The Company reaffirms its 2022 operating outlook for silver production, as presented in the Company's 2021 Annual MD&A dated February 23, 2022.        
Gold production of 131.0 thousand ounces
Consolidated gold production for Q1 2022 of 131.0 thousand ounces was 5% lower than the 137.6 thousand ounces produced in Q1 2021, primarily reflecting lower production at La Arena and Dolores, which was partially offset by higher production at Shahuindo, as further described in the "Individual Mine Performance" section of this MD&A.

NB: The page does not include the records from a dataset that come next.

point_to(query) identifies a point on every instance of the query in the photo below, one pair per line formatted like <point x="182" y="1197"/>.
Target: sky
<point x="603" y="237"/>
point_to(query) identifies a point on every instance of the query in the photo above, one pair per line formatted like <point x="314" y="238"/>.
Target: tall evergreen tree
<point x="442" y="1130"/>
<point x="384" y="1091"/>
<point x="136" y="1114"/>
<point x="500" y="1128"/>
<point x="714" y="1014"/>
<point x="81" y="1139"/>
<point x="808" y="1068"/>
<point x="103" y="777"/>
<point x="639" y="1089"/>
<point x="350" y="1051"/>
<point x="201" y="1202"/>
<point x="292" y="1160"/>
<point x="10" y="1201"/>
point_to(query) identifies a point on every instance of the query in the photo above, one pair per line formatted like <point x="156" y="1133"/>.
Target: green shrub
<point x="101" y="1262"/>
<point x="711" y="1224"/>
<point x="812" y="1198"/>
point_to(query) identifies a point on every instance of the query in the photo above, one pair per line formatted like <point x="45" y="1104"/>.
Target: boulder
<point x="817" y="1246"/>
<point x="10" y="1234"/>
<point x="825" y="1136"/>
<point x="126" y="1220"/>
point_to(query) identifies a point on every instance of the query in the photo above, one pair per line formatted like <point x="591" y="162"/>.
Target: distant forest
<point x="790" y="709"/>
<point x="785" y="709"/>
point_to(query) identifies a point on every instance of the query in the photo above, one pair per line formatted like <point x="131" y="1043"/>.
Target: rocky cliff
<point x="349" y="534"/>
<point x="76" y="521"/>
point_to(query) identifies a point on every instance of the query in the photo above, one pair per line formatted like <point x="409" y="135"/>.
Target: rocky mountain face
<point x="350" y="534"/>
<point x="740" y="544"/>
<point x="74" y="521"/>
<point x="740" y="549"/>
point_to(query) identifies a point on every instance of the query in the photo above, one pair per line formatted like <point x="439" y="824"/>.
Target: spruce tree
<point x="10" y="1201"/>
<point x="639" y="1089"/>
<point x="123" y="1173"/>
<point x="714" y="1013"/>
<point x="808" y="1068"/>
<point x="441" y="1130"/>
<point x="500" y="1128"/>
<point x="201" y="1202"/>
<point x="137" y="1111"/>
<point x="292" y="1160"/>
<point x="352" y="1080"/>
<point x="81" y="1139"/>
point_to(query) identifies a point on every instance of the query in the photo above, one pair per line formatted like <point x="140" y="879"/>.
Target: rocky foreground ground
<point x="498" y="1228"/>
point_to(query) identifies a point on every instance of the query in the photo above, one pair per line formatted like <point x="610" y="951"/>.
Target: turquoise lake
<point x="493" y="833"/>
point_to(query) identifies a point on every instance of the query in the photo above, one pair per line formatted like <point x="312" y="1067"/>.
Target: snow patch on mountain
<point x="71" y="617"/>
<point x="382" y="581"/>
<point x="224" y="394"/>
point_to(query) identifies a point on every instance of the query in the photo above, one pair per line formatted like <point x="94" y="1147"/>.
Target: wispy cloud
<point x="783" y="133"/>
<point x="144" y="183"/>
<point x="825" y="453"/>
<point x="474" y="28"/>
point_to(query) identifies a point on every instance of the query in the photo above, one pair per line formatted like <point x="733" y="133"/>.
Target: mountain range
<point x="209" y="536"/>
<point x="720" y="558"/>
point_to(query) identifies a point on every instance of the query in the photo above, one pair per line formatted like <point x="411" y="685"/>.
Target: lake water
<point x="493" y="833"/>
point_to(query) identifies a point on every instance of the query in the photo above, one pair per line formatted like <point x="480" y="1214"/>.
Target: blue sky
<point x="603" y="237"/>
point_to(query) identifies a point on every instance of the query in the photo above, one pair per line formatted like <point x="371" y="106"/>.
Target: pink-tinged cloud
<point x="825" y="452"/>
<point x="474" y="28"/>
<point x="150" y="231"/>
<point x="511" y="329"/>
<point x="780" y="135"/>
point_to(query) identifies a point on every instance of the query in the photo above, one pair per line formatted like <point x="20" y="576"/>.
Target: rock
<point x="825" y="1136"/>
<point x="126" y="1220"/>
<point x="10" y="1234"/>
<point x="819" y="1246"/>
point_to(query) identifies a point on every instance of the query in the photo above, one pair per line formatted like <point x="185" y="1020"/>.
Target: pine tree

The Company reaffirms its 2022 operating outlook for gold production, as presented in the Company's 2021 Annual MD&A dated February 23, 2022.
Base metal production
Zinc, lead and copper ("base metal") production in Q1 2022 of 10.2 thousand tonnes, 4.7 thousand tonnes, and 1.8 thousand tonnes, respectively, was lower than Q1 2021, primarily as a result of lower production at Morococha as the operation was placed on care and maintenance in February 2022 as previously announced in the Company's 2021 Annual MD&A, and decreased grades at Huaron.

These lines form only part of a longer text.